By Gavin McIntyre/Kaiser Health News
Every now and then, Suzanne Rybak and her husband, Jim, receive pieces of mail addressed to their deceased son, Jameson. Typically, it’s junk mail that requires little thought, Suzanne said.
But on March 5, an envelope for Jameson came from McLeod Health.
Jim saw it first. He turned to his wife and asked, “Have you taken your blood pressure medication today?”
He knew showing her the envelope would resurface the pain and anger their family had experienced since taking Jameson to McLeod Regional Medical Center in Florence, S.C., two years ago.

As KHN previously reported, Jameson was experiencing withdrawal symptoms from quitting opioids. Suzanne feared for her son’s life and took him to McLeod’s emergency room on March 11, 2020.

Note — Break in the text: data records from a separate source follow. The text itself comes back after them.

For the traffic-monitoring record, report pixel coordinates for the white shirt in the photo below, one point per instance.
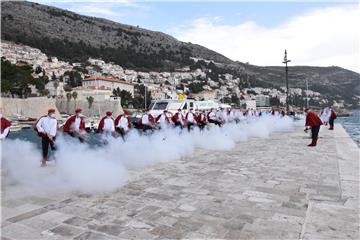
(123, 123)
(145, 119)
(76, 125)
(5, 132)
(162, 119)
(190, 117)
(109, 125)
(219, 115)
(47, 125)
(212, 116)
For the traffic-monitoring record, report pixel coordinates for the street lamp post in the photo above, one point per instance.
(287, 81)
(307, 94)
(145, 95)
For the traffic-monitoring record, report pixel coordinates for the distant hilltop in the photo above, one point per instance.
(75, 38)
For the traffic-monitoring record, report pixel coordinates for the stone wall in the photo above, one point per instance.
(30, 107)
(97, 108)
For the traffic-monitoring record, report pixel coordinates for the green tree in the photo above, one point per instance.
(16, 79)
(90, 100)
(67, 88)
(68, 98)
(74, 95)
(75, 79)
(56, 85)
(38, 70)
(126, 97)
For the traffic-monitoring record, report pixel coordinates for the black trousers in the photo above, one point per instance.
(315, 132)
(178, 124)
(45, 142)
(201, 125)
(216, 122)
(190, 125)
(76, 135)
(147, 127)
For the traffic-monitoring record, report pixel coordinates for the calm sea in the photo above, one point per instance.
(352, 125)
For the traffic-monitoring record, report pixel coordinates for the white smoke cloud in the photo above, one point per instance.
(323, 37)
(86, 168)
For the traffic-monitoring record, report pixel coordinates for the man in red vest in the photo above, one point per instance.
(314, 122)
(333, 116)
(178, 119)
(75, 125)
(46, 128)
(201, 120)
(147, 121)
(5, 127)
(107, 124)
(123, 124)
(163, 120)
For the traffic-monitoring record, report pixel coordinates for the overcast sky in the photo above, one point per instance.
(314, 33)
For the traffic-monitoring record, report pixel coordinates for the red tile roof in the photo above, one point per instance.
(109, 79)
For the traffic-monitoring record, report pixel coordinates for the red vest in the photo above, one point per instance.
(166, 118)
(200, 118)
(175, 118)
(70, 121)
(4, 124)
(333, 114)
(312, 120)
(101, 124)
(151, 120)
(117, 120)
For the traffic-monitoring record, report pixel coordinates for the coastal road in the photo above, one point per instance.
(262, 189)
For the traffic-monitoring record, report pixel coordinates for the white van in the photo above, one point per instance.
(158, 106)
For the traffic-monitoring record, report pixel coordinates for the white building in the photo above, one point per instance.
(107, 83)
(98, 94)
(262, 101)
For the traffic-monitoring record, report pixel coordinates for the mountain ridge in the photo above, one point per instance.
(75, 38)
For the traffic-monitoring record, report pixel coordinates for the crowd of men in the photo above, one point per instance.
(47, 126)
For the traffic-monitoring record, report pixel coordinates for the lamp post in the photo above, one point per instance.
(307, 94)
(287, 81)
(145, 95)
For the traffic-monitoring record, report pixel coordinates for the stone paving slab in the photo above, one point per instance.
(275, 188)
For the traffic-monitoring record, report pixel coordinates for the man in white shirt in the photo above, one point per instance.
(190, 119)
(123, 124)
(46, 127)
(107, 124)
(213, 118)
(5, 127)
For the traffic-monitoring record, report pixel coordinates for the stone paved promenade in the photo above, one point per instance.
(274, 188)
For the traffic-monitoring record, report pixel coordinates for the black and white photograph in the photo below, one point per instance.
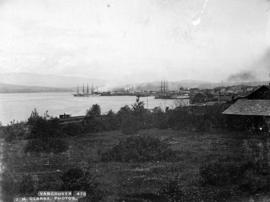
(134, 100)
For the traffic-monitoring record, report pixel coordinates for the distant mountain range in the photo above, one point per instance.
(28, 82)
(10, 88)
(55, 81)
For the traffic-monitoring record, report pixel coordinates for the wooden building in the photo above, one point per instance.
(255, 105)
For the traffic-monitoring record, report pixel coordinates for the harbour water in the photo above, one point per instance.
(18, 106)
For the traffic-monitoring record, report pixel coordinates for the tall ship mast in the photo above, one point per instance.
(86, 92)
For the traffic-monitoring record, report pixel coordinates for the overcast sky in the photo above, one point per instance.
(135, 40)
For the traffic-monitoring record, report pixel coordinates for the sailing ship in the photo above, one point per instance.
(85, 92)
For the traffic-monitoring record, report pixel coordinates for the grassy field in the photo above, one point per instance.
(119, 179)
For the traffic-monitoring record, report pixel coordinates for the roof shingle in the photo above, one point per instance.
(249, 108)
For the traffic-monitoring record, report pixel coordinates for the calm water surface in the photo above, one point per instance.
(18, 106)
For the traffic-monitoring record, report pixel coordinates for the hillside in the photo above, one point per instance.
(10, 88)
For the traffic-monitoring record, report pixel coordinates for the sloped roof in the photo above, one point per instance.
(249, 108)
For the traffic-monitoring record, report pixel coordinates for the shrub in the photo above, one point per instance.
(129, 125)
(171, 191)
(76, 179)
(14, 131)
(45, 128)
(245, 176)
(54, 145)
(140, 149)
(72, 129)
(50, 182)
(26, 185)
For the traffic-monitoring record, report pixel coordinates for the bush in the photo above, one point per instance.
(222, 173)
(50, 182)
(51, 145)
(245, 176)
(14, 131)
(45, 128)
(140, 149)
(72, 129)
(76, 179)
(26, 186)
(129, 125)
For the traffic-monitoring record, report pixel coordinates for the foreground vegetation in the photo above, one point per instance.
(186, 154)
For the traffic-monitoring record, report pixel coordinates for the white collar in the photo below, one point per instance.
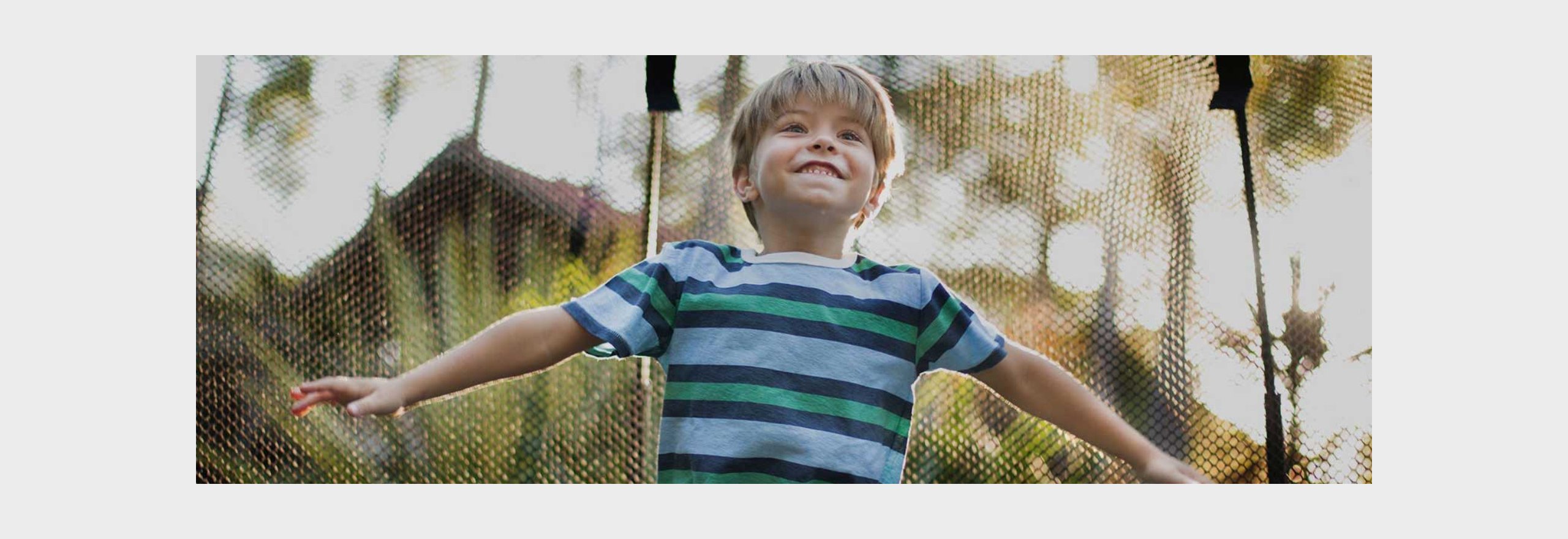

There, they encountered a paucity of addiction treatment and the potential for high medical costs — two problems that plague many families affected by the opioid crisis and often lead to missed opportunities to save lives.
Jameson was not offered medications to treat opioid use disorder in the ER, nor was he given referrals to other treatment facilities, Suzanne said. The hospital wanted to admit him, but, being uninsured, Jameson feared a high bill. The hospital didn’t inform him of its financial assistance policy, Suzanne said. And he decided to leave.
Three months later, Jameson, 30, died of an overdose in his childhood bedroom.
Months of red tape
In the following months, the Rybaks received bills from McLeod Health addressed to Jameson. He owed $4,928, the bills said. Suzanne called and wrote to hospital administrators until September 2020, when the bill was resolved under the health system’s financial assistance program.
That was the last they had heard from McLeod Health until the new envelope arrived March 5 — one week before the two-year anniversary of Jameson’s ER visit. That visit was what Suzanne calls “the beginning of the end for my son.”